# Sharpening Steel



## manhong (Aug 3, 2011)

I recently received a Global G-2 chef's knife for my birthday.  I love the knife and I would like to purchase a sharpening steel to keep it in good shape.  From reading the threads in the forum, it sounds like the best sharpening steels are the HandAmerican Borosilicate Honing Rod or the F. Dick Dickoron oval.  Are there any other honing steels that I should consider? Should I just go ahead and buy the Global ceramic sharpening steel?

I know that a sharpening steel will eventually stop working and I will have to sharpen my knives with a whetstone.  However, I'd like to keep the edge sharp as long as possible between sharpenings.


----------



## petemccracken (Sep 18, 2008)

I'm absolutely NOT an expert concerning knife sharpening, but, IMHO, a "steel/hone" will NOT keep a knife sharp. It will keep the edge aligned and it may appear to make the knife sharper but sharpening requires the removal of metal with some type of abrasive.

And PLEASE, do not use a "sharpening steel"!

Hopefully, BDL will jump in with the specifics.


----------



## manhong (Aug 3, 2011)

I understand that the steel/hone will not keep a knife sharp and merely keep the edge aligned.  That is what I am looking for.  A sharpening steel or honing steel that will keep the edge aligned.  From what I've read, it is a must for anyone who owns good kitchen knives.


----------



## petemccracken (Sep 18, 2008)

manhong said:


> I understand that the steel/hone will not keep a knife sharp and merely keep the edge aligned. That is what I am looking for. A sharpening steel or honing steel that will keep the edge aligned. From what I've read, it is a must for anyone who owns good kitchen knives.
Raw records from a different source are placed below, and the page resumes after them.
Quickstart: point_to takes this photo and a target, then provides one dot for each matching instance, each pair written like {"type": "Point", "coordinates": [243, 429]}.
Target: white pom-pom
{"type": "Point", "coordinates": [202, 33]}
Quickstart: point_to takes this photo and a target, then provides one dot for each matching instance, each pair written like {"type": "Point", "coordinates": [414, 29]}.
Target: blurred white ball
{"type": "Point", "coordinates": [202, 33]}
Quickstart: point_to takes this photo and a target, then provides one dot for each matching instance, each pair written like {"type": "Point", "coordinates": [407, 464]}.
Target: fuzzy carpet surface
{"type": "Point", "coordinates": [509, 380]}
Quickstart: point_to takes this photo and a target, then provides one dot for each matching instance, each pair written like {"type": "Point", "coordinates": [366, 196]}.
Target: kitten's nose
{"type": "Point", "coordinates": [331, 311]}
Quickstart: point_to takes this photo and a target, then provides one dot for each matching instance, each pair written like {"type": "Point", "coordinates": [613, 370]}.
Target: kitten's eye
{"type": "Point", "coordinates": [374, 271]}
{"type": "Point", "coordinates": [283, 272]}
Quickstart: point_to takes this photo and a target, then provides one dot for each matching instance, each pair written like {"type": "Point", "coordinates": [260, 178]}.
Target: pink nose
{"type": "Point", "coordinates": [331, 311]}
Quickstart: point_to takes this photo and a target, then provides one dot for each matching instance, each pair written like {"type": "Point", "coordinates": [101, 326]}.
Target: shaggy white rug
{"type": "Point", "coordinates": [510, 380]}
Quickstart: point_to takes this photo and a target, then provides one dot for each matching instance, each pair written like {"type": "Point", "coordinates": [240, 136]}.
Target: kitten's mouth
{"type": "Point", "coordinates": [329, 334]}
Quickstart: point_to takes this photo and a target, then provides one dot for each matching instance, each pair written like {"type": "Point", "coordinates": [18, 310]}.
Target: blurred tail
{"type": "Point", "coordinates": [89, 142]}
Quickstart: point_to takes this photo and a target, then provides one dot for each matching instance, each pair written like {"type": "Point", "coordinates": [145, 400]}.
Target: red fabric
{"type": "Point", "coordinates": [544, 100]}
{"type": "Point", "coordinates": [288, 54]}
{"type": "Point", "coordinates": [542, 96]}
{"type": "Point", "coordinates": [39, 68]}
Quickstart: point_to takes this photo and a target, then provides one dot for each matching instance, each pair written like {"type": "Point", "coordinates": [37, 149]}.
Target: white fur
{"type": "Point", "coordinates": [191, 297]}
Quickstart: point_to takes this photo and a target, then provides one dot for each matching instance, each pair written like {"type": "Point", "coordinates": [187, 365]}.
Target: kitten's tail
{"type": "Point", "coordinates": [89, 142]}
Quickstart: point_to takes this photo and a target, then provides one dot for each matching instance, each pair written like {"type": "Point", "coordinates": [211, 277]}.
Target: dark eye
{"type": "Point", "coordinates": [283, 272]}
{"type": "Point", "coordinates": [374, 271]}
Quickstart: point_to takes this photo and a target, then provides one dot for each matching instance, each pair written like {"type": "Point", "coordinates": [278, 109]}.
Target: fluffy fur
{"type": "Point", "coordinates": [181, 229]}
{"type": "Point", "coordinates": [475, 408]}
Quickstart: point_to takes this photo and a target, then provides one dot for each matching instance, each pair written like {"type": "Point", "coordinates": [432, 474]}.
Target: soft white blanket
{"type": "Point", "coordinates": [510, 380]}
Well, not necessarily. My knives are sharp and aligned but have never touched a steel/rod hone. I prefer the stones.

But, as long as you clearly understand that a steel/rod hone will not "sharpen" and you have a plan for sharpening, go for it.

Wait for BDL or others to step in though, please don't take my word for it.


----------



## boar_d_laze (Feb 13, 2008)

The HA Borosilicate is too expensive, and not the best tool for your particular job. It really functions best in a two rod "system. If you want to go to those lengths, you're nuts.
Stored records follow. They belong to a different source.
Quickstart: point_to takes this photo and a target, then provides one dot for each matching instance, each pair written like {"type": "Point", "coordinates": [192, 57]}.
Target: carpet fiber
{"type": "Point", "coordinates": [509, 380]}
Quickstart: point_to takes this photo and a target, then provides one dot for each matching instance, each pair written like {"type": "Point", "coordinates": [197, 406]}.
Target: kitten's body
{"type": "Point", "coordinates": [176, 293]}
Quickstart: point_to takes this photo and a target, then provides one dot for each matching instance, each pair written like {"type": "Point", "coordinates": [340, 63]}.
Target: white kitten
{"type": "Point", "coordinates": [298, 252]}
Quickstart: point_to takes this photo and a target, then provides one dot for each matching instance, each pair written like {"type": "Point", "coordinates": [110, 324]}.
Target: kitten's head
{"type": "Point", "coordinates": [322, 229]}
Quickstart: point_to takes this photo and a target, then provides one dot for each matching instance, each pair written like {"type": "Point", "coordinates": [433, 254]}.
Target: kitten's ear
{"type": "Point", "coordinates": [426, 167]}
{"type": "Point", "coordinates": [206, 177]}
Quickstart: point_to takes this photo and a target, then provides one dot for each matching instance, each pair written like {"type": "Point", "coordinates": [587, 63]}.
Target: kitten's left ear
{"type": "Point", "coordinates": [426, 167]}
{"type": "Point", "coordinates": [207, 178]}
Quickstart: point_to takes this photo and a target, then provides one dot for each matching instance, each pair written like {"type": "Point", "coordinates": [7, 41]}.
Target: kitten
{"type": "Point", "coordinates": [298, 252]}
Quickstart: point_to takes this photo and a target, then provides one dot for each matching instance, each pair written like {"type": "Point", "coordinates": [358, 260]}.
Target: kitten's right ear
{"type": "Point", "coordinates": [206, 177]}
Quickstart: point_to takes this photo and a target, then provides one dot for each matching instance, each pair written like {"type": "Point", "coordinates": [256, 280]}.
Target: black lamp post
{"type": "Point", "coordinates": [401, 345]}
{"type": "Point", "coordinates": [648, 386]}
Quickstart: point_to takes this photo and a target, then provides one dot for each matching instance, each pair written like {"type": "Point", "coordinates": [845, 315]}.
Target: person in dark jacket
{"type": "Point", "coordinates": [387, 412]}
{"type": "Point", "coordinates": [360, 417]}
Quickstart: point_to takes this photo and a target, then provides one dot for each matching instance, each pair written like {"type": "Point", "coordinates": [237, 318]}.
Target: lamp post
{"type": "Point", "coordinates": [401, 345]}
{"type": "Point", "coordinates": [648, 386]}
The F. Dick oval is also very expensive, extremely tricky, and also probably not a good choice. The oval works differently depending on which part you use; and the grooves can either be aggressive or relatively fine depending on how you hold the rod, the knife, and the amount of pressure you use. F. Dick says it's their best rod, and a lot of chefs with too much money like to use them -- almost always improperly and to poor effect.

Don't steel like Gordon Ramsay.

The Idahone fine ceramic is probably your best choice. It's reasonably priced, very well made, has an appropriate surface, etc. The only drawback is that it's slightly fragile. Drop it, and you'll need a new one.
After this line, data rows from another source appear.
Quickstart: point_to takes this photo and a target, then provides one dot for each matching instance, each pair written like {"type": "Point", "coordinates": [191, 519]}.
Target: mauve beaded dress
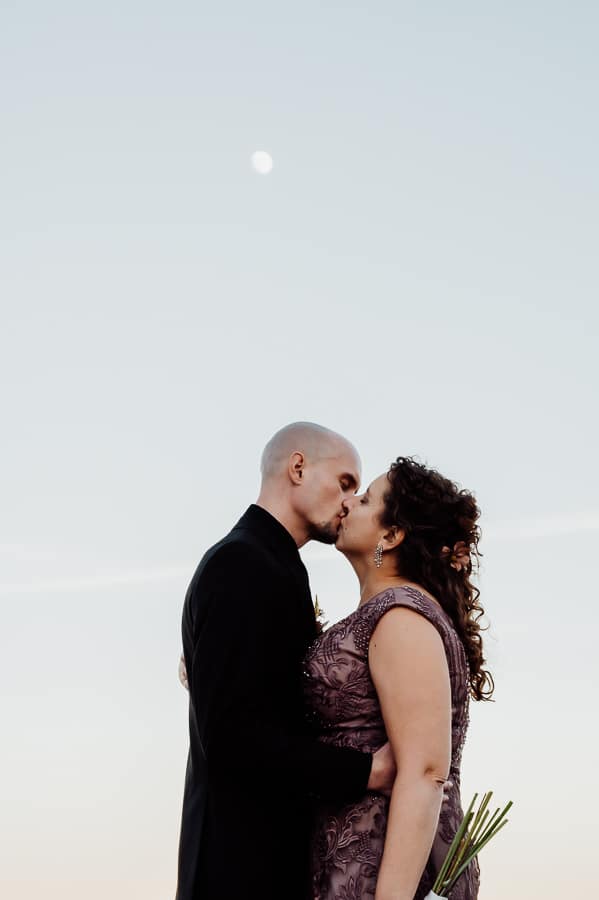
{"type": "Point", "coordinates": [343, 706]}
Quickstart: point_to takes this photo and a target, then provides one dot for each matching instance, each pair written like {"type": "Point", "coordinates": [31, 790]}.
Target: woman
{"type": "Point", "coordinates": [403, 665]}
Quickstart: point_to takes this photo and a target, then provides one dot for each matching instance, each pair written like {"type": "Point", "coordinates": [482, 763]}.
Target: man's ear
{"type": "Point", "coordinates": [295, 469]}
{"type": "Point", "coordinates": [393, 537]}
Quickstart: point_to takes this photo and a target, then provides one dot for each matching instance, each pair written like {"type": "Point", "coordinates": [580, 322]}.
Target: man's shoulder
{"type": "Point", "coordinates": [239, 552]}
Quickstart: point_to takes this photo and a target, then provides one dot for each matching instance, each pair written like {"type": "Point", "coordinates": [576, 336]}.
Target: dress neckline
{"type": "Point", "coordinates": [410, 590]}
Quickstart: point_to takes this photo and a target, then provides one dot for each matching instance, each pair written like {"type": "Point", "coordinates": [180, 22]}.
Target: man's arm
{"type": "Point", "coordinates": [232, 684]}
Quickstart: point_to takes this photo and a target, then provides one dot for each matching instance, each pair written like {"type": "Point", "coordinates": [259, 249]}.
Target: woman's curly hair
{"type": "Point", "coordinates": [435, 515]}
Another very good ceramic, nearly unbreakable, but otherwise not as nice as the Idahone, and somewhat more expensive is the DMT CS2 (ceramic, NOT diamond). In the past, they've come from the factory with some ceramic spatter on the rod, which must be sanded off. Not that big a deal, but you'd think they'd get it together.

The MAC ceramic is even less breakable than the DMT, but rather expensive and not as nice.

If you absolutely, positively must get a steel rod (you've indicated that it doesn't matter to you), Forschner makes a fine which is good. The F. Dick "Dickoron" combination rod (fine/polished) is quite nice, but very expensive. Dickorons are as good as any metal rod on the planet, IMO. But... not worth the dough.

I use a very old Henckels which started as a "fine," and has worn down still finer, along with an HA Borosilicate. In other words, that nutz-o two rod system. It gives me a few tricks I wouldn't have with just an Idahone fine, but not many. Unless you care more about fooling around than simply doing a more than adequate job, stick with the Idahone.

If the longest knives you'll be steeling are 9" or longer, get a 12" rod. 8" or shorter, you can live with a 10".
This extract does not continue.